Ponder if you will the murky twilight world of Death In Vegas‘ Richard Fearless; a stranger to daylight in his crimson velvet cocoon deep beneath the streets of the metropolis. A clock ticks the wrong side of midnight as our ‘fearless’ author concocts another brew of psychedelic club-based paranoia while flicking idly through a vintage jazz mag as a mind-bending Italian horror film plays soundlessly in the background.
Ushered in clinging to the underbelly of the ‘big beat’ dance conglomeration in the ’90s that also featured Fatboy Slim, The Chemical Brothers and even The Prodigy, there was always something a tad sleazy and subversive about the ventures of Fearless and Steve Hellier (soon replaced by Tim Holmes) that set them apart from their peers.
They named their first album Dead Elvis and filled it as though it were a grab-bag of genres before settling on playing with the palette of grimy electronica, minimal techno, krautrock and psychedelic imagery. This was before breaking through with The Contino Sessions, Dirge and the swaggering Aisha, featuring the lupine yowl of Iggy Pop narrating murderous intent over a primal scuzzed-up guitar and dance loop. From there on in there were guest vocalists aplenty, including Primal Scream‘s Bobby Gillespie, sometime Oasis modface Liam Gallagher and the singular Dot Allison. And then all these were dispensed with for Satan’s Circus and 2011’s Trans-Love Energies.
Transmission is – amazingly – only Death In Vegas’ sixth album in two decades and, ever the wags, this time round they’ve lured suitably louche former porn star and ex-member of industrial band aTelecine Sasha Grey on board to murmur with seductive detachment throughout, with varying degrees of success.
The 11-minute gestation of opener Metal Box – a sly reference to Public Image Ltd? – unfurls its waves of drone before the central keyboard riff is revealed before being tweaked, processed and held central like a mantra.

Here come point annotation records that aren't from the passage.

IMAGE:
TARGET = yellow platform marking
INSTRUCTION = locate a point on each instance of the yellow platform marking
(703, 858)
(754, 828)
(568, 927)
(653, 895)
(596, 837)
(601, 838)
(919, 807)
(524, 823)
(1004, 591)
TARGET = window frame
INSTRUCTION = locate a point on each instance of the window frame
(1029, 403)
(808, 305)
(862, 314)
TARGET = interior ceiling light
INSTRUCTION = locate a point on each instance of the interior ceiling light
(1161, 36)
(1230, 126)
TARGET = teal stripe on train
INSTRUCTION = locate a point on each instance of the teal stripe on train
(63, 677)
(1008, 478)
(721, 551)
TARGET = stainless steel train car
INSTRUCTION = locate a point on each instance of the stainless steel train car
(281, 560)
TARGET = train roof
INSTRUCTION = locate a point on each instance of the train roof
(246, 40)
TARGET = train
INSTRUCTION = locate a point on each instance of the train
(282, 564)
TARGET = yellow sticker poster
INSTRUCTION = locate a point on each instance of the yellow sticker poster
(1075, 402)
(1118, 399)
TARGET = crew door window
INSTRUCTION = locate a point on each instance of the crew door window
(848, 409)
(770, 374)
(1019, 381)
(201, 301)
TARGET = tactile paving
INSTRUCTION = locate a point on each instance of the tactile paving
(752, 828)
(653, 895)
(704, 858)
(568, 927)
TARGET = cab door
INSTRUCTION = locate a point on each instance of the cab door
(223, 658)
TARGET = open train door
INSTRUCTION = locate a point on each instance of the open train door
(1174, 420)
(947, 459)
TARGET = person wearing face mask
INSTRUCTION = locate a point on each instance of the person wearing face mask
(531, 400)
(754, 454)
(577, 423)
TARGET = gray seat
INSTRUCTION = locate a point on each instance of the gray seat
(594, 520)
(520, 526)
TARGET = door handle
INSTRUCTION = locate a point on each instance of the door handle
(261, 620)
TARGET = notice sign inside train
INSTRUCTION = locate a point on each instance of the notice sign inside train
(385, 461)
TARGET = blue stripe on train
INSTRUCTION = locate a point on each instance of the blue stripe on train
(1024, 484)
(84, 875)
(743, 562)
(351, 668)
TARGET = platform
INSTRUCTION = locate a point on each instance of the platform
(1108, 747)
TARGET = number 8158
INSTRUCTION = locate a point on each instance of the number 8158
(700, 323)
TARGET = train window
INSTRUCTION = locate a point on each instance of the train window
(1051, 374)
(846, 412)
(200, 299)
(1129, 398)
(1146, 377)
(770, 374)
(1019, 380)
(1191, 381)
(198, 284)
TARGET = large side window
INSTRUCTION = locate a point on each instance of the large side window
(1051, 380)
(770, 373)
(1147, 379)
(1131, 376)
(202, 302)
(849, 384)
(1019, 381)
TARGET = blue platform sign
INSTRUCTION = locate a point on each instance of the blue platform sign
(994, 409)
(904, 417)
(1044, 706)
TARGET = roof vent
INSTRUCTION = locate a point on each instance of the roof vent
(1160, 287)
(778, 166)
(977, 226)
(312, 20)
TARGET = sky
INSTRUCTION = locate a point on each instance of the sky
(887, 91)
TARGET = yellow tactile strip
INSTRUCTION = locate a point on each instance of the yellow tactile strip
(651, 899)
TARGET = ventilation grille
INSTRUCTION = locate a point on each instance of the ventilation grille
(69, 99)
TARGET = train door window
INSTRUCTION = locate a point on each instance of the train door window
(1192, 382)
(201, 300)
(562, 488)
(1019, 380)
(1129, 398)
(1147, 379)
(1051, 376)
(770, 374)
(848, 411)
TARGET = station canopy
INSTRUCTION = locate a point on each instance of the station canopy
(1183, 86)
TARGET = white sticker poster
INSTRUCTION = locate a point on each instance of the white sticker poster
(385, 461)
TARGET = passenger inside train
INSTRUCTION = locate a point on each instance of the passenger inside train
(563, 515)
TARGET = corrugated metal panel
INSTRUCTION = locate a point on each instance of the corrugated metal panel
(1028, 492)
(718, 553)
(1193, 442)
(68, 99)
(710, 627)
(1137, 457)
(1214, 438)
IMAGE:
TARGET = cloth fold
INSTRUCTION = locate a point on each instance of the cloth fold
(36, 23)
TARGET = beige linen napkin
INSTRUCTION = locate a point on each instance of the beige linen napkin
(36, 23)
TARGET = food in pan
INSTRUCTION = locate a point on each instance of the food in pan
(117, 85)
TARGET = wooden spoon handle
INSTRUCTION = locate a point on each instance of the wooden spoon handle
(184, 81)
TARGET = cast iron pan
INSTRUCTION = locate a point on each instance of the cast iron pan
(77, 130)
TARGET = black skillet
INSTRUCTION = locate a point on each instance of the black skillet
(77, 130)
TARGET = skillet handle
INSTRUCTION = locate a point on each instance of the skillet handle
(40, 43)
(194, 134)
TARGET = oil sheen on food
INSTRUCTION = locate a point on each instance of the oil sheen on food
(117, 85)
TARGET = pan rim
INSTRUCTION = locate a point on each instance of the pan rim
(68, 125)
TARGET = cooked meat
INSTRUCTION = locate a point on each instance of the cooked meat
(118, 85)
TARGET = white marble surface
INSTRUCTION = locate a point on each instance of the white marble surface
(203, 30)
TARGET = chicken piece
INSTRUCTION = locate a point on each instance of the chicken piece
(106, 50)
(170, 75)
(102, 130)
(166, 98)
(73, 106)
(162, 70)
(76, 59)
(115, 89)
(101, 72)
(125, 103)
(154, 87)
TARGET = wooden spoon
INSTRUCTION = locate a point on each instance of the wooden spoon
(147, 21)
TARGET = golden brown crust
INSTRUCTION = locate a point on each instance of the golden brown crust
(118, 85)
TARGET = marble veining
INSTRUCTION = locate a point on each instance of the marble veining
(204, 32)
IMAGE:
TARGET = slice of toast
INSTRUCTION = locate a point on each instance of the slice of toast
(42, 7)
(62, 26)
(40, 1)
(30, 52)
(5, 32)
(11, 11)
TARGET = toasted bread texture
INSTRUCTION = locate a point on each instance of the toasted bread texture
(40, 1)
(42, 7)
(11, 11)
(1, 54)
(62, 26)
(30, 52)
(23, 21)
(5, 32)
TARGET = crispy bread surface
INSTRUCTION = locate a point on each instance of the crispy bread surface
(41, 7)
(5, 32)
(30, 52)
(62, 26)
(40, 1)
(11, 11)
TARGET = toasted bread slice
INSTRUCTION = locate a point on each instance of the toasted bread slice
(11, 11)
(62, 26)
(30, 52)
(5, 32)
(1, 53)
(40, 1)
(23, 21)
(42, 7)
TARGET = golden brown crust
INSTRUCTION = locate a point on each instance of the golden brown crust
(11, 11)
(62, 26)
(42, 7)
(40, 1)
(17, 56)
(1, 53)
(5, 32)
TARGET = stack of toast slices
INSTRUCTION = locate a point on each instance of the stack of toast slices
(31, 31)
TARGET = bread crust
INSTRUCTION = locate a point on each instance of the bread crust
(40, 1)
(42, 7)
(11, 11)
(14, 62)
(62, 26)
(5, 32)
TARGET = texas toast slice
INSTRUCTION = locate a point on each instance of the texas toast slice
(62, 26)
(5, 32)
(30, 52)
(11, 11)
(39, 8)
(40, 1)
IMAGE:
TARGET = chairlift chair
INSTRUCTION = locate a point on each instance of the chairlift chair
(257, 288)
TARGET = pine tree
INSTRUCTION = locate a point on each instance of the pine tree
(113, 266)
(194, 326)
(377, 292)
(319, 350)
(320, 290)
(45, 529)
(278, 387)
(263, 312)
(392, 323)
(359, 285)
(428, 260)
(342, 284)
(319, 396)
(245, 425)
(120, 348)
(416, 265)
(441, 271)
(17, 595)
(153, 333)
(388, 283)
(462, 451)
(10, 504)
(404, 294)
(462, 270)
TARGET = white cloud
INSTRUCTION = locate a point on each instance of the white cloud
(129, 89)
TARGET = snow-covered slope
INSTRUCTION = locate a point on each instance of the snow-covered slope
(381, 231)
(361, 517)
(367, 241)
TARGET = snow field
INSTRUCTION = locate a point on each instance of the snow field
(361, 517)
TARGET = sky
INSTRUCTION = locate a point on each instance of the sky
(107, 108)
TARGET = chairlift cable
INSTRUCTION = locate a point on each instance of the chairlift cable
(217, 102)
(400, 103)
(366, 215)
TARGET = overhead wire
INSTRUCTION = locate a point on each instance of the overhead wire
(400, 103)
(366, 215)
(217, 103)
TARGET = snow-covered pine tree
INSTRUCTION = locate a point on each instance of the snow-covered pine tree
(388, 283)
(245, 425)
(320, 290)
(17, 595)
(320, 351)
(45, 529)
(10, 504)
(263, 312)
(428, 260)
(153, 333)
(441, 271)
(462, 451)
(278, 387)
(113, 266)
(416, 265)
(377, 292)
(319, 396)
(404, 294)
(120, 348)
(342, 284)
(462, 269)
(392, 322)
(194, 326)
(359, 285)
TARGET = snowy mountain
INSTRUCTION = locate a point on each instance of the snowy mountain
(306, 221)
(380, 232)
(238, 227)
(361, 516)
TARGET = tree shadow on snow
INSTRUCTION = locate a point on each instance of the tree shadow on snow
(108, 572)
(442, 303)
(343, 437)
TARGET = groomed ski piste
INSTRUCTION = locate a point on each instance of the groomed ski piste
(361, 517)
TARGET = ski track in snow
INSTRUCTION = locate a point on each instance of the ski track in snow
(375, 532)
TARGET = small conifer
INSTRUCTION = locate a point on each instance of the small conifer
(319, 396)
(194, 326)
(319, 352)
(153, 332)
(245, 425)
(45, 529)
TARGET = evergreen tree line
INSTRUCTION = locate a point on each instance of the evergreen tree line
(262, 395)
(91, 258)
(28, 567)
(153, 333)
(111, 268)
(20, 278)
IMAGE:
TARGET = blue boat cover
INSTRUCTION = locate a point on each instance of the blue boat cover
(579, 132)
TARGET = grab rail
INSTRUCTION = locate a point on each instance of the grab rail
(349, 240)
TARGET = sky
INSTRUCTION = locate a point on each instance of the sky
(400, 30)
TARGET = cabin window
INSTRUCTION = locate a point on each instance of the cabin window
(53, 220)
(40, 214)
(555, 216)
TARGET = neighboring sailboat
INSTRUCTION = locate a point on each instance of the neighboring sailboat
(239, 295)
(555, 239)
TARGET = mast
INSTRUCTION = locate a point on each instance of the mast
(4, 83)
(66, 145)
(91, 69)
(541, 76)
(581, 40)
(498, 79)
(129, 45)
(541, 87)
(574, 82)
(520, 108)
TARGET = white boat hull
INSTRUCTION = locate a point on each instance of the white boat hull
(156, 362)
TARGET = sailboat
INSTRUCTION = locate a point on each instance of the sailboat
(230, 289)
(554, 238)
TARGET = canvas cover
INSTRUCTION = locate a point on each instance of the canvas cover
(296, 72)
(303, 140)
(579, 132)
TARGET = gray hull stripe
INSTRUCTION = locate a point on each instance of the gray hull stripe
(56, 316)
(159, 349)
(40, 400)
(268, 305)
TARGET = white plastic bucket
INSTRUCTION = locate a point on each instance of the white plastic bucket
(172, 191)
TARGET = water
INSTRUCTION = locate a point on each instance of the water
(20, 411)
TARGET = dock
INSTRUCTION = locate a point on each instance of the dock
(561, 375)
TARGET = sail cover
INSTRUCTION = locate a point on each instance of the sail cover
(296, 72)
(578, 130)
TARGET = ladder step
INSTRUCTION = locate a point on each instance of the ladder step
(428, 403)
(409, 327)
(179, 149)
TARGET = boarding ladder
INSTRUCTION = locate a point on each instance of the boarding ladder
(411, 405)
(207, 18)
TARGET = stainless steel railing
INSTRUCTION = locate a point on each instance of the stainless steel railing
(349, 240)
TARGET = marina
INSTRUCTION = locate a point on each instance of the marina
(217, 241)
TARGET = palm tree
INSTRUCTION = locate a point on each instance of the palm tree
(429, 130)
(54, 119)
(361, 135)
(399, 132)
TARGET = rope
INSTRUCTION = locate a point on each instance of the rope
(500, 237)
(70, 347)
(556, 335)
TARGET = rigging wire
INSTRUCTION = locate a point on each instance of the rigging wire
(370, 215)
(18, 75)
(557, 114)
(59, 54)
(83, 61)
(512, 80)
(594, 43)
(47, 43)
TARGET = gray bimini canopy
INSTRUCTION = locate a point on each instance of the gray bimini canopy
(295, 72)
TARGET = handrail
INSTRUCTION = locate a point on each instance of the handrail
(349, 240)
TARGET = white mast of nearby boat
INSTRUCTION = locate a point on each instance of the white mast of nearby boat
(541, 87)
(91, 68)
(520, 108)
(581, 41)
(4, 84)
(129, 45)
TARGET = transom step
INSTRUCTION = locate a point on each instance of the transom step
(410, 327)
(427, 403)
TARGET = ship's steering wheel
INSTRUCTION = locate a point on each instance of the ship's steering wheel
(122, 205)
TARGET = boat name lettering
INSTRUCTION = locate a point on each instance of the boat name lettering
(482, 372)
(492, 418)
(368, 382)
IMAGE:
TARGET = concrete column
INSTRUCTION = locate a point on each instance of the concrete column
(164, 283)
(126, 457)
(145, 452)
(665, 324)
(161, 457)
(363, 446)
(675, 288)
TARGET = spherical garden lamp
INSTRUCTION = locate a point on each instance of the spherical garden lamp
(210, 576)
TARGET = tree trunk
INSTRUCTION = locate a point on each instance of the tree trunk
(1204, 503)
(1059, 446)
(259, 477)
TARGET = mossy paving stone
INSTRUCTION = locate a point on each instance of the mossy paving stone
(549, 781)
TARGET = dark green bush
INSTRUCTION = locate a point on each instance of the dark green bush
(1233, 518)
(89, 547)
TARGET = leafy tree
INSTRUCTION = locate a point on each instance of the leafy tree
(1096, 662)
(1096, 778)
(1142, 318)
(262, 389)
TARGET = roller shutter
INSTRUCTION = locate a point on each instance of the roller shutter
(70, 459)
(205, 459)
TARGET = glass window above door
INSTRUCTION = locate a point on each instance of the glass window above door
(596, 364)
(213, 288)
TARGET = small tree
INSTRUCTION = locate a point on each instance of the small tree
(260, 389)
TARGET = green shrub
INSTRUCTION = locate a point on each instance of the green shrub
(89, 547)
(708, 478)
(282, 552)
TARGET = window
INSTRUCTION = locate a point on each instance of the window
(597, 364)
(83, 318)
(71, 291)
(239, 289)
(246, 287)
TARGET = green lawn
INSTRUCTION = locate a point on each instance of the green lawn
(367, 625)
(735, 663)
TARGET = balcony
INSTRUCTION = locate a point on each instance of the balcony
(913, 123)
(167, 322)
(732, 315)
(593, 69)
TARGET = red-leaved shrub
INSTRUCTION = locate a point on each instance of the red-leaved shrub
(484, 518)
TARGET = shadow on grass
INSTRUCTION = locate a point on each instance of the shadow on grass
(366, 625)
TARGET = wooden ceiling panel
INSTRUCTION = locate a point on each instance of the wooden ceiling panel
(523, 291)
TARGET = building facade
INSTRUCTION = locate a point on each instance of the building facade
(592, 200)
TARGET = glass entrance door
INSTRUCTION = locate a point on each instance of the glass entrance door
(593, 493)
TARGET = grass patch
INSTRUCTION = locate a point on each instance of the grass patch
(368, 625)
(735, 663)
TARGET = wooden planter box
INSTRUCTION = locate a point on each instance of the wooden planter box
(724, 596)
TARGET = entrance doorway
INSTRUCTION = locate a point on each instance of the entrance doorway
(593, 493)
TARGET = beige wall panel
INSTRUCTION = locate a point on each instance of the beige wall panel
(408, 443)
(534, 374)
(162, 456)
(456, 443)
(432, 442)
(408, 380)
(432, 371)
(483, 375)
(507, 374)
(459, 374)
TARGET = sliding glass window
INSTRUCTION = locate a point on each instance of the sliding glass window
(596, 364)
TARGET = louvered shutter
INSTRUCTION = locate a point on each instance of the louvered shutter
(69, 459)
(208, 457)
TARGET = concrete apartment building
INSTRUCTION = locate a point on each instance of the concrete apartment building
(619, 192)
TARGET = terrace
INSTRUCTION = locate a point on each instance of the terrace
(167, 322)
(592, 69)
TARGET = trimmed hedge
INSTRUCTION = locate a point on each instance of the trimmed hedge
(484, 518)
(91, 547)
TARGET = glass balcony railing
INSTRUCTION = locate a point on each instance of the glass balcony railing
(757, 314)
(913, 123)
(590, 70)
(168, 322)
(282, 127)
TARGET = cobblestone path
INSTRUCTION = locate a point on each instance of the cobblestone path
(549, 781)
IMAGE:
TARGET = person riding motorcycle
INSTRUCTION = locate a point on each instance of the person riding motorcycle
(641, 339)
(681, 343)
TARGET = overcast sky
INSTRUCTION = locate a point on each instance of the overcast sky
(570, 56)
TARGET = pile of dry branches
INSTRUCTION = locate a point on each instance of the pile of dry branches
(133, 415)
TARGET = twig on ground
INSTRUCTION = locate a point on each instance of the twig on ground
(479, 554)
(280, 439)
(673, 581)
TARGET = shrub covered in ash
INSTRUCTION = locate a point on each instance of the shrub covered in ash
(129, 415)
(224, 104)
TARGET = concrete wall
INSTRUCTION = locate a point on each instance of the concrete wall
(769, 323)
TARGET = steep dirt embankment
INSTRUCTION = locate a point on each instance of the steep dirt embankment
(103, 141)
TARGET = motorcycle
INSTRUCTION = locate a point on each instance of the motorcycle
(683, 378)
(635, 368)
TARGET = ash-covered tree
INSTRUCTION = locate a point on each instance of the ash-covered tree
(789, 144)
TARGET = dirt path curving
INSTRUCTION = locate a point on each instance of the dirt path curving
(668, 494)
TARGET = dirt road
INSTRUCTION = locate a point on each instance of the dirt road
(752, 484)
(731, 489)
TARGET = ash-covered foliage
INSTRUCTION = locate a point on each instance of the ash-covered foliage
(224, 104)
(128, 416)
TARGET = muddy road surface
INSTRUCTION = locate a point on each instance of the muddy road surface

It’s a defiant piece that sets out the intent of Transmission; no ‘hit’ singles, no ‘guest’ vocalists and a bloody-mindedness of concept sadly lacking in the attention-deficient quick fix of modern music creation.
Making use of just one vocalist does lend Transmission an undoubted sense of coherence, but when their abilities appear to be a range that consists of repeating one-word statements swamped in ‘snap echo’ like Alan Vega in Suicide it becomes a monotonous one-trick pony. Sometimes it works, as on the title track, which threatens to burst forth into Donna Summer’s disco-tactic I Feel Love, with repeating riffs rubbing themselves raw without ever ‘breaking through’ for the longed-for denouement. Consequences Of Love features Grey’s breathy tones murmuring lost in echo about ‘reflections of infatuation’ as the music phases and peaks, while weaker tracks such as Mind Control appear to be an exercise in tedium with tuneless squelches, beset with insistent beats and catatonic vocals bordering on irritating. A similar fate befalls the generic instrumental Sequential Analog Memory, a track that leaves no lasting impression.
Incidental instrumentals Flak and Strom respectively give Transmission the requisite spatial distance from the encroaching Grey vocals. Flak majors on a descending motif and hypnotic, albeit dull repetition, while Strom spirals up from the darkness before the onslaught of You Disco I Freak.
Unlike the vaguely pastoral Trans-Love Energies, Transmission positively relishes the claustrophobic smog it creates to the exclusion of any other atmosphere. It seems a blinkered record, which can be admired for its defiantly non-commercial stance. It won’t win Fearless any new fans, and may distance Death In Vegas into more of a cult concern. All well and good if that’s the intent; otherwise, perhaps it’s time to draw the curtains, get some vitamin D and thumb through that ‘guest vocalist’ address book.